MODEL_NAME = 'resnet50d'

transform = transforms.Compose([
    transforms.ToTensor(),
    transforms.Resize(IMG_DIMS),
])

data = torchvision.datasets.CIFAR10('./',
                                    train=True,
                                    download=True,
                                    transform=transform)
sampler = DistributedSampler(data)
data_loader = torch.utils.data.DataLoader(data,
                                          batch_size=BATCH_SIZE,
                                          shuffle=False,
                                          sampler=sampler,
                                          num_workers=WORKERS)
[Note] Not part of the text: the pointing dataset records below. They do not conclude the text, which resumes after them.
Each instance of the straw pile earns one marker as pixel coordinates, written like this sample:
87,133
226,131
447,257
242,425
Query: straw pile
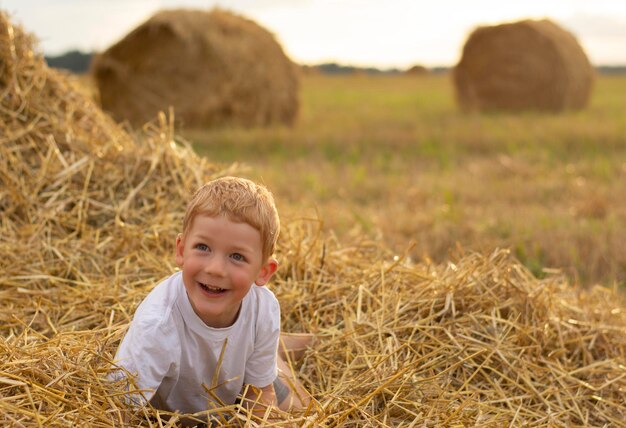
213,68
88,221
523,65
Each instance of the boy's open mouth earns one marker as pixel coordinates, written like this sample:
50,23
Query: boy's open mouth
211,289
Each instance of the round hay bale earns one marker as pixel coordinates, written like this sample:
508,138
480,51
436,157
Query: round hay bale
212,67
417,70
525,65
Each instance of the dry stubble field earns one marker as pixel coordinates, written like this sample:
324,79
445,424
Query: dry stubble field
393,157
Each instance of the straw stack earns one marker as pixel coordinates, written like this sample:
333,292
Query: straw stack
524,65
213,67
88,217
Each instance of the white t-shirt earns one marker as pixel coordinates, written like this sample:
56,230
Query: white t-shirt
173,352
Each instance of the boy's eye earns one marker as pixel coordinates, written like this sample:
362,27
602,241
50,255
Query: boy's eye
238,257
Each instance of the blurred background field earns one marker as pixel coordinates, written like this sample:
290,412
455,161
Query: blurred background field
392,156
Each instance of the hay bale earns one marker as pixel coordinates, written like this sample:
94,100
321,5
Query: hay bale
523,65
417,70
213,67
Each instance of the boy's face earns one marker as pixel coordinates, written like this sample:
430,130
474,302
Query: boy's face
221,259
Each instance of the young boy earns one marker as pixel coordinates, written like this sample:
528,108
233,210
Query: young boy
209,335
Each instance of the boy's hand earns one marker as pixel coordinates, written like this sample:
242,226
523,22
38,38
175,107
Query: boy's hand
257,400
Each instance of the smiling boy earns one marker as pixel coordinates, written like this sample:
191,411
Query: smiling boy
203,334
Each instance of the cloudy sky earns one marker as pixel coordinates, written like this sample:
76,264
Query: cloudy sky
382,33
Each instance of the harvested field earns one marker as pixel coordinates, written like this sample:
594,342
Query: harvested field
89,215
torch.cuda.set_device(local_rank)
torch.cuda.empty_cache()
model = timm.create_model(MODEL_NAME, pretrained=True, num_classes=CLASSES)

model = model.to('cuda:' + str(local_rank))
model = DDP(model, device_ids=[local_rank])

loss_fn = nn.CrossEntropyLoss()
optimizer = optim.Adam(model.parameters(), lr=0.01)

start = time.perf_counter()
for epoch in range(EPOCHS):
    epoch_start_time = time.perf_counter()

    model.train()
    for batch in tqdm(data_loader, total=len(data_loader)):
        features, labels = batch[0].to(local_rank), batch[1].to(local_rank)

        optimizer.zero_grad()

        preds = model(features)
        loss = loss_fn(preds, labels)

        loss.backward()
        optimizer.step()

    epoch_end_time = time.perf_counter()
    if global_rank == 0:
        print(f"Epoch {epoch+1} Time", epoch_end_time - epoch_start_time)
end = time.perf_counter()
if global_rank == 0:
    print("Training Took", end - start)

To execute, I run torchrun --nnodes=1 --nproc_per_node=2, how can we ensure that each gpu will run exactly one process but not one gpu run concurrently two process. Does pytorch automatically do it?

ptrblck · November 6, 2024, 7:24pm

The GPU won’t run a process but processes can use GPUs.
The standard approach for DDP is to use a single GPU per process, but there are other use cases where multiple GPUs are used in a single process (e.g. think about naive pipeline parallel approaches).
You could try to make a single GPU visible in the process via CUDA_VISIBLE_DEVICES disallowing this process to see any other GPU.